Is there noticeable performance penalty for allocating LARGE chunks of heap memory in every iteration of loop? Of course I free it at the end of each iteration.
An alternative would be to allocate once before entering the loop, repeatedly using it in all iterations, and eventually freeing it up after exiting the loop. See the code below.
// allocation inside loop
for(int i = 0; i < iter_count; i++) {
float *array = new float[size]();
do_something(array);
delete []array;
}
// allocation outside loop
float *array = new float[size]();
for(int i = 0; i < iter_count; i++) {
do_something(array);
}
delete []array;
The major performance hit of heap allocations is fragmentation, not allocation time, which is an accumulative problem. Accumulate less.

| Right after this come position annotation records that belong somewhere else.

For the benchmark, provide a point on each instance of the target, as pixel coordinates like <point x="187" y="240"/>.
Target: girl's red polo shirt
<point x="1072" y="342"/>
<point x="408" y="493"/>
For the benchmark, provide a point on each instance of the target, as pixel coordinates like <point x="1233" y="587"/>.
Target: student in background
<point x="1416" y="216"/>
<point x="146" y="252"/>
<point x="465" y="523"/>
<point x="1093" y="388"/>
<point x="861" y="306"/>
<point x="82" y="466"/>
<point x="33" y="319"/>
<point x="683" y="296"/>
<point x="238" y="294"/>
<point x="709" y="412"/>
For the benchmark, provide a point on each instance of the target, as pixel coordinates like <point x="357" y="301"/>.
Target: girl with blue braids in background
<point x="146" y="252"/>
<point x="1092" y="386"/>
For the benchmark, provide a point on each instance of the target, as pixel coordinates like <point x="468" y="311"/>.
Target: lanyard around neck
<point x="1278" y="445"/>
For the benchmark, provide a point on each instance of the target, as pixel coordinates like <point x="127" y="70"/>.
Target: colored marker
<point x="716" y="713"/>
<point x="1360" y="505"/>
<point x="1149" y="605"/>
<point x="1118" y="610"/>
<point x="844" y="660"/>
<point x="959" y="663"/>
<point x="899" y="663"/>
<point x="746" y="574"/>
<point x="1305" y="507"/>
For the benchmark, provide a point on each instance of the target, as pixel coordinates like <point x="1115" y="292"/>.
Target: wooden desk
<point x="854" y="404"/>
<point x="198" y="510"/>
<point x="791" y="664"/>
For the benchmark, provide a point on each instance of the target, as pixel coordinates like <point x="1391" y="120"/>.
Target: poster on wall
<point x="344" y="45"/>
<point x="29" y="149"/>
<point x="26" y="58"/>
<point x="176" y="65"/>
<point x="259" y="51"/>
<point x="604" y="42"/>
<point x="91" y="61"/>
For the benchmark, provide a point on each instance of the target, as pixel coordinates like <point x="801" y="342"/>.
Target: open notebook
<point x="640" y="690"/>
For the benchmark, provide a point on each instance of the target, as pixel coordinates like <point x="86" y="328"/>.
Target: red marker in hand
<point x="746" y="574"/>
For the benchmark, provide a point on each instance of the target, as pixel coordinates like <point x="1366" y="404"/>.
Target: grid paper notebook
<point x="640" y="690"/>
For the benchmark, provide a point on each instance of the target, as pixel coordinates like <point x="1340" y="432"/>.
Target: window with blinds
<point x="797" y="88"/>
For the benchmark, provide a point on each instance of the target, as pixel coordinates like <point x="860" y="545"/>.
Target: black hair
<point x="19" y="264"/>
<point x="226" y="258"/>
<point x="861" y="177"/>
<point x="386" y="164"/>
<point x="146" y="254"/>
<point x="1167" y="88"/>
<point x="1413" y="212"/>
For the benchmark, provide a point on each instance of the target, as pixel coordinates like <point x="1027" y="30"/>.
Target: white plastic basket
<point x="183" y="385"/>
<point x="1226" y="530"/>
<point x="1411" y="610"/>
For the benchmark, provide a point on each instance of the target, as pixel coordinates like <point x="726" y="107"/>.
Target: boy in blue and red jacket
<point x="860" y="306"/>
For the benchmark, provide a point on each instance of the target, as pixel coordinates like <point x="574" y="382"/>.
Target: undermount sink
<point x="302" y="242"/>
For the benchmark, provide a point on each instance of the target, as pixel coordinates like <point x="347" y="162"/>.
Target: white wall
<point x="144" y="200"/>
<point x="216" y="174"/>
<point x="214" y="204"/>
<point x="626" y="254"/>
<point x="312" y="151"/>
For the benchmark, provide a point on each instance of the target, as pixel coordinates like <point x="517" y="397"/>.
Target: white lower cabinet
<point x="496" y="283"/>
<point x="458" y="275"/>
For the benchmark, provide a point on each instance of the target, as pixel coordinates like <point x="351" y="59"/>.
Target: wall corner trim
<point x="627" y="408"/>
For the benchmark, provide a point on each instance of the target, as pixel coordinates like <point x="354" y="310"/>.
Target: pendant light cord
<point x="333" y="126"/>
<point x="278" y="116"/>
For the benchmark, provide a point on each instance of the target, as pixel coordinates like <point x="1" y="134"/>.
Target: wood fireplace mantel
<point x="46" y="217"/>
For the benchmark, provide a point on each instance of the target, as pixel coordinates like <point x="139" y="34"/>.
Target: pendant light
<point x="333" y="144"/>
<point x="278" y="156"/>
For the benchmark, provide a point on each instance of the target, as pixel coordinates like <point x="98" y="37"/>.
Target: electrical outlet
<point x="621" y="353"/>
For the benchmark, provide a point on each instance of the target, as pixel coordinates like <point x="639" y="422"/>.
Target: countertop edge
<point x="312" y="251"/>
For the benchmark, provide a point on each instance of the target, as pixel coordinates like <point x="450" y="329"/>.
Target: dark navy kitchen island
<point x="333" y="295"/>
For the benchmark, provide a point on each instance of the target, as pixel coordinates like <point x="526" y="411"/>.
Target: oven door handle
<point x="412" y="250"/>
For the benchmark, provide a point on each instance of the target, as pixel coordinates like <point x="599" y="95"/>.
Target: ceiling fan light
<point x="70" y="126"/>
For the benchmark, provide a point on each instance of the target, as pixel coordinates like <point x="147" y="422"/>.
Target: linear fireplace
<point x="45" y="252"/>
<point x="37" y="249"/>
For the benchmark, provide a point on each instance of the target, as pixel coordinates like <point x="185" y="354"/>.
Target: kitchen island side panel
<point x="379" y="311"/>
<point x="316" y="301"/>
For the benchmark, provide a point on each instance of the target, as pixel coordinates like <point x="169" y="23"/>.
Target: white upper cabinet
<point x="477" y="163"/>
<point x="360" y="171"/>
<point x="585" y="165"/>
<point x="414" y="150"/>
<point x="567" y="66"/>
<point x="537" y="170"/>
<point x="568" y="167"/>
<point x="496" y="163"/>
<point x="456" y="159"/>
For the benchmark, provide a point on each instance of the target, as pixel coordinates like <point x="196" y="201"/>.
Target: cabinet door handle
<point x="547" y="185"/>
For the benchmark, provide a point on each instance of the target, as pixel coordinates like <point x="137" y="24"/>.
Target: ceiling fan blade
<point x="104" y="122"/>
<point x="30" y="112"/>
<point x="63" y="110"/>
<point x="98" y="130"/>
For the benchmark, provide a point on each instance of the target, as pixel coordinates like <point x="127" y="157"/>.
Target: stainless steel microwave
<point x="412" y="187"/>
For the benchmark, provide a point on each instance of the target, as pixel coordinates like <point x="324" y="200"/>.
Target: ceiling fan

There are some pathological cases. If there's a lot of short-lived allocation activity that "spans" deallocation and allocation of the chunk (e.g. running the same routine in another thread), you might frequently push the heap manager to require new memory for the big chunk (because it's currently occupied). That will really fragment your cache and increase your working set.
So there's the direct hit, which can be measured directly: how much does new
/delete
cost compared to do_something()
? if do_something
is expensive, you might not measure much.
And there's the "heap pressure" which accumulates in a large application. The contribution to that is hard to measure, and you might hit a performance brick wall built by a dozen independent contributors, which are hard to identify after the fact.